My preference is to run these scripts in a Jupyter Notebook. With Django-Extensions installed in my virtualenv, I run ./manage.py shell_plus --notebook to launch the notebook.
#imports
from pcndodger.suspensions.models import Road
from bs4 import BeautifulSoup
import pandas as pd
import requests
url='http://camden.gov.uk/ccm/navigation/transport-and-streets/parking/parking-bay-suspensions/search-for-parking-bay-suspensions/'
r = requests.get(url)
html_doc = r.text
soup = BeautifulSoup(html_doc,"html.parser")
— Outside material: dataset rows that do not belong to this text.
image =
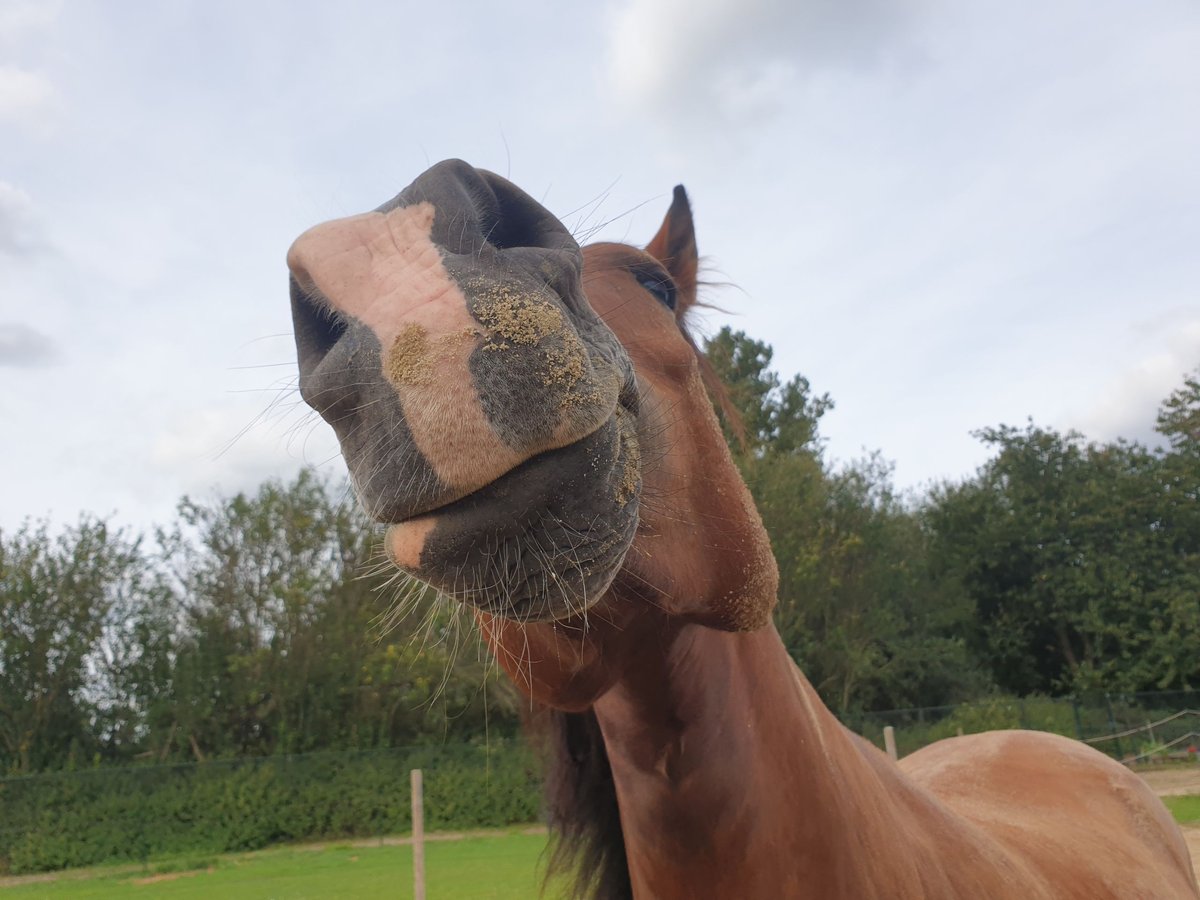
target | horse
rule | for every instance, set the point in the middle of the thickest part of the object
(535, 426)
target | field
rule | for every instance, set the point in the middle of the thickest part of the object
(495, 867)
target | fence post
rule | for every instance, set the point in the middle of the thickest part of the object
(418, 835)
(889, 742)
(1113, 725)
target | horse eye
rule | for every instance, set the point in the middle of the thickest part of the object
(661, 288)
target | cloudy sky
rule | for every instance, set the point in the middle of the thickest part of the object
(946, 215)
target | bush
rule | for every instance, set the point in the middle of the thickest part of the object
(73, 819)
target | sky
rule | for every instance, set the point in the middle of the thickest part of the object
(945, 215)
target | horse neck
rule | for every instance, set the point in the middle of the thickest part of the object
(721, 751)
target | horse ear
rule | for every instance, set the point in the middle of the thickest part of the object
(675, 246)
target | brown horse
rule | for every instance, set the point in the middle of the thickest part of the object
(532, 421)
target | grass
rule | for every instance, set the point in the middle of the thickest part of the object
(502, 867)
(498, 867)
(1185, 809)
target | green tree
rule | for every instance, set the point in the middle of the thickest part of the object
(63, 601)
(1078, 585)
(858, 606)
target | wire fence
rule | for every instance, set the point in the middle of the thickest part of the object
(137, 813)
(1132, 727)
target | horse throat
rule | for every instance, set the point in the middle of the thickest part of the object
(720, 750)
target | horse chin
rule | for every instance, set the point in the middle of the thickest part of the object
(541, 543)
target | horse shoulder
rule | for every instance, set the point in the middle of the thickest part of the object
(1086, 822)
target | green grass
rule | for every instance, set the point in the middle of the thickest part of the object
(502, 867)
(1185, 809)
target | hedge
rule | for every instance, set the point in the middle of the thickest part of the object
(70, 819)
table = soup.find('table')
rows = table.find_all('tr')
pd.set_option('display.max_colwidth', -1)
df = pd.read_html(str(table))[0]
df['href'] = [tag['href'] for tag in table.find_all('a')]
#Delete objects in Django
Road.objects.all().delete()
for zone_index, zone_row in df.iterrows():
print(zone_row[0],zone_row[1],zone_row[2])
url=zone_row[2]
r = requests.get(url)
html_doc = r.text
soup = BeautifulSoup(html_doc,"html.parser")
table = soup.find('table')
df2 = pd.read_html(str(table),header=0)[0]
df2['href'] = [tag['href'] for tag in table.find_all('a')]
road_list = [[zone_row[0],zone_row[1],road_row[0],'Camden','http://registers.camden.gov.uk/SuspendedBays/'+road_row['href'].replace(' ','%20')]
for road_index,road_row in df2.iterrows() if pd.notnull(road_row[1]) == False ]
road_df = pd.DataFrame(road_list,columns=['zone_code','zone','road','borough','suspension_href'])
Roads = road_df.to_dict('roads')
model_instances = [Road(
road=record['road'],
zone_code=record['zone_code'],
borough=record['borough'],
zone=record['zone'],
suspension_href=record['suspension_href'],
) for record in Roads]
Road.objects.bulk_create(model_instances)